Thomas Reichart (rechts) im Gespräch mit Jan Ehlert und dem Publikum. Foto: t&w

Das Ende einer Partnerschaft

Lüneburg. Jahrzehntelang wurden Themen von großem Desinteresse mit dem sprichwörtlichen Sack Reis, der in China umfällt, gleichgesetzt. Wer noch immer mit dieser Mischung aus westlicher Arroganz und Naivität auf die neue Supermacht schaut, der blendet bedeutende Teile der wirtschaftspolitischen Realität aus. Spätestens seit China die „neue Seidenstraße“ (dazu zählen rund 100 Länder) mit moderner Infrastruktur ausstattet, sollte sich der Westen seine bisweilen gönnerhafte Haltung abgewöhnen.

Der Journalist Thomas Reichart kennt sich bestens mit dem politischen System, der 1,4 Milliarden Menschen zählenden Gesellschaft und dem wirtschaftlichen „Powerplayer“ aus, denn er leitete von 2014 bis 2019 das ZDF-Studio Ostasien in Peking. Jetzt stellte er im Rahmen der Reihe „Was uns bewegt“ auf Einladung des Literaturbüros Lüneburg im Glockenhaus sein neues Buch vor. „Das Feuer des Drachens“ lautet dessen Titel. Im Gespräch mit dem NDR-Redakteur Jan Ehlert ordnete der Korrespondent die Entwicklung Chinas in der Weltpolitik erfahren, eloquent und klug ein.

Der Titel: "Das Feuer des Drachen"

Und er räumte mit einigen Vorurteilen auf. Es stimmt: Die chinesische Bevölkerung arbeitet sehr viel mehr als europäische Bevölkerungen. 9-9-6 heißt der Schlüssel und bedeutet: Es wird von 9 bis 21 Uhr gearbeitet, an sechs Tagen die Woche. Rund 30 Urlaubstage hat ein deutscher Arbeitnehmer, ein chinesischer hingegen nur zwischen fünf und 15. Kinder gehen bis 17 Uhr in die Schule, machen anschließend Hausaufgaben, um danach an Instituten weiter zu lernen.

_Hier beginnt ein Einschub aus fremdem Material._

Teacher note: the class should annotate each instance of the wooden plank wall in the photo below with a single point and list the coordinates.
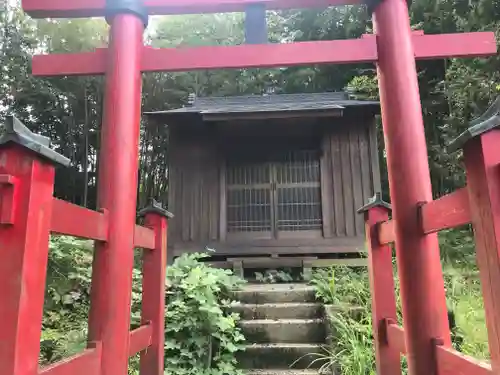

Aber, so erzählte der Journalist, augenzwinkernd: Es gibt auch Anarchie in dem Kontrollstaat. Nämlich im Autoverkehr. U-Turns werden immer dann gemacht, wo und wenn sie gerade notwendig scheinen. Und auf Autobahnen wird schon mal Schritttempo gefahren, wenn parallel Nachrichten auf dem Handy getippt werden müssen. Allerdings sei es durchaus möglich, dass Bilder oder Nachrichten von den staatlichen Kontrollbehörden zensiert und nie ankommen würden.

Mehr Freiheit für Journalisten seit den Olympischen Spielen 2008

„Puh, der Bär“ etwa darf nicht verbreitet werden, da dem Staatschef Xi Jinping, der seit 2014 an der Macht ist, eine gewisse Ähnlichkeit mit Puh nachgesagt wird. Vor Xi Jinping hatte China sich dem Westen angenähert, es gab sogar eine gewisse Subkultur, Punkbands und ähnliches. Heute gilt das Primat der kommunistischen Partei, der Kommunismus als die effektivere Staatsform: Am Westen orientiert sich die asiatische Supermacht nicht mehr.

Dass es Journalisten gleichwohl gelingt, kritisch über China zu berichten, liege zum einen an der Langzeitwirkung der Olympischen Spiele im Jahr 2008. „Seitdem können wir uns relativ frei bewegen. Unsere Berichte werden direkt nach Mainz geschickt“, erklärte Reichart. Bei zu viel offener Kritik, könnte allerdings die Technik am nächsten Tag „streiken“, das sei als „Zeichen“ zu verstehen. Zum anderen verhindere der Handelskrieg mit den USA eine weitere Eskalation mit den europäischen Staaten.

Wie kann man „der neuen Form des Kolonialismus“ durch China begegnen? Haben die europäischen Länder überhaupt eine Chance, dieser Macht, die in Nullkommanichts neue Flughäfen, Wohnbebauung und Krankenhäuser – alles ohne langwierige Planfeststellungsverfahren, versteht sich – aus dem Boden stampft, entgegen zu treten? „Nicht in Angst erstarren“, macht der Experte deutlich. „Wir haben alles, was wir brauchen, um diese Herausforderung zu meistern“. Aber das gehe nur als „europäische Mannschaft“, mittels Integration und Zusammenarbeit. Denn die Zeit der strategischen Partnerschaft sei vorbei. „China ist ein systemischer Rivale, auch wenn das in Berlin noch nicht ganz angekommen ist“.